身分差と勘違いですれ違った男女が結ばれるまでの原作は女子の恋のバイブルだが、そこにゾンビが投入されるとどうなる? 不安に思う人もいるだろうが、ゾンビがジェーン・オスティン小説を破壊するどころか、エネルギッシュな活力を与えてくれるのだからたまらない。人間を食いまくるゾンビを剣術やカンフーを駆使してばったばったとなぎ倒す紳士淑女ににやり。ロンダ・ラウジー級は無理だが、リリー・ジェイムズはじめとする女優陣はアクション演技を頑張った! ベネット嬢とダーシーのハードコアなケンカ場面はまさに「愛は戦いである」ことの証明と言っては言い過ぎ? マット・スミスの見事なコミック・リリーフぶりも忘れられない。
古典文学×ゾンビの意外性が全て
19世紀英国文学を代表する名作「高慢と偏見」の基本プロットそのままに、ゾンビ・ホラーを融合させてしまった異色のラブロマンス。全米ベストセラーとなったマッシュアップ小説の待望の映画化だ。
ゾンビ感染の広まるビクトリア朝のイギリスを舞台に、恋の駆け引きからバトル・アクション、血みどろスプラッターまで何でもありの展開はとても賑やか。美脚を露わにしながら、サーベル片手にゾンビをバッサバサと切り捨てていく美人4姉妹もエロカッコいい。

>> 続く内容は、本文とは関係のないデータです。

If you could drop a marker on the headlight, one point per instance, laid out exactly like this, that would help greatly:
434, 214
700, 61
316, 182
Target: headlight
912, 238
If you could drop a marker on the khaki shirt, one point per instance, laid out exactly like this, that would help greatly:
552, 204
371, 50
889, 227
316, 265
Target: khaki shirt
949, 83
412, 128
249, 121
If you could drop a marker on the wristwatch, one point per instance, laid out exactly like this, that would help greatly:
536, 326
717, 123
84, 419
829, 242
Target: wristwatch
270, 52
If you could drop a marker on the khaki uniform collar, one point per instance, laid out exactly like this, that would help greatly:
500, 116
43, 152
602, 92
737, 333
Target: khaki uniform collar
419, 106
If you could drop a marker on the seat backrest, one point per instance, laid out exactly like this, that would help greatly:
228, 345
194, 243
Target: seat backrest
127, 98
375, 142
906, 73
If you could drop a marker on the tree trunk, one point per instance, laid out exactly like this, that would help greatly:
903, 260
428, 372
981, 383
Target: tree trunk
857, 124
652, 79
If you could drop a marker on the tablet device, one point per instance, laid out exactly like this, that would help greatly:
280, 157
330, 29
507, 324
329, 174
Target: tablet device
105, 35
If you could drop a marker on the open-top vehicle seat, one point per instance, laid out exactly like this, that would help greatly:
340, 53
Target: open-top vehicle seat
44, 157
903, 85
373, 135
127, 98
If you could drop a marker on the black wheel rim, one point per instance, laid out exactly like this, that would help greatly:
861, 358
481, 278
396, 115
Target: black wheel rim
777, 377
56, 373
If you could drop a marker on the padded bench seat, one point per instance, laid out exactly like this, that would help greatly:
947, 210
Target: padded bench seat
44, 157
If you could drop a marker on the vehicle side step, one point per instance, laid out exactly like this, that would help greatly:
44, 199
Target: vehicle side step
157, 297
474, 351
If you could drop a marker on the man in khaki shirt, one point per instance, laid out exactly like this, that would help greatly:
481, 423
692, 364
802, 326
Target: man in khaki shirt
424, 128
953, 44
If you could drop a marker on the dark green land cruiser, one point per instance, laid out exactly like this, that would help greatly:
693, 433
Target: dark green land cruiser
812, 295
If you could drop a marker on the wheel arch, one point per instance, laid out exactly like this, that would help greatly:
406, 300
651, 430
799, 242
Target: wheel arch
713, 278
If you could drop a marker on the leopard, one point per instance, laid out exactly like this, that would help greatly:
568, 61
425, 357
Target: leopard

とはいえ、古典文学×ゾンビという組み合わせの生む意外性が全てといった印象で、それ以上の何かを見いだすことはできない。ゾンビブームの生んだ徒花的な作品といったところか。
食い合わせの悪さしか残らない
キーラ・ナイトレイ主演の映画も記憶に新しい、5人姉妹の婚活を描いた小説に、流行りのゾンビが乱入! その奇抜な設定に、原作はマニアにも支持されたが、いざ映画化となると、脚色のバランスが難しいところ。映画的な見せ場を考えてか、ゾンビ要素を強めたが、カンフーやニンジャといった原作の持つイロモノ要素は、ほぼ封印。そのため、ラブストーリーとしても、ゾンビ・ホラーとしても中途半端で、食い合わせの悪さだけが残る結果に。ヒロインの活躍も出オチ止まりなありがちなガールズ・アクションは、原作ファンに響かないのは納得。『セブンティーン・アゲイン』の監督だけに、ラブ要素を強めた方が勝算があったように思える。
ジェイン・オースティン、恐るべし
ジェイン・オースティンが描く18世紀英国の中流家庭の生活に、もしゾンビが出現したらーーという設定だけで楽しい本作。原作小説は、オースティンの小説そのままの世界にゾンビが出現する、という異物感が爆笑モノだったが、映画は逆のパターン。映画は視覚表現なので、ゾンビがいる世界観が提示された途端に、画面全体が一気にゴシック・ホラーな色調と造形になり、そこに、オースティンそのままの若い女性たちの会話や古風な恋愛が投入される。しかし、これが意外と違和感なくしっくりくるところが、原作の力か。ジェイン・オースティン、恐るべし。レナ・ヘディ演じるアイパッチの伯爵夫人が超カッコよく、原作に負けてない。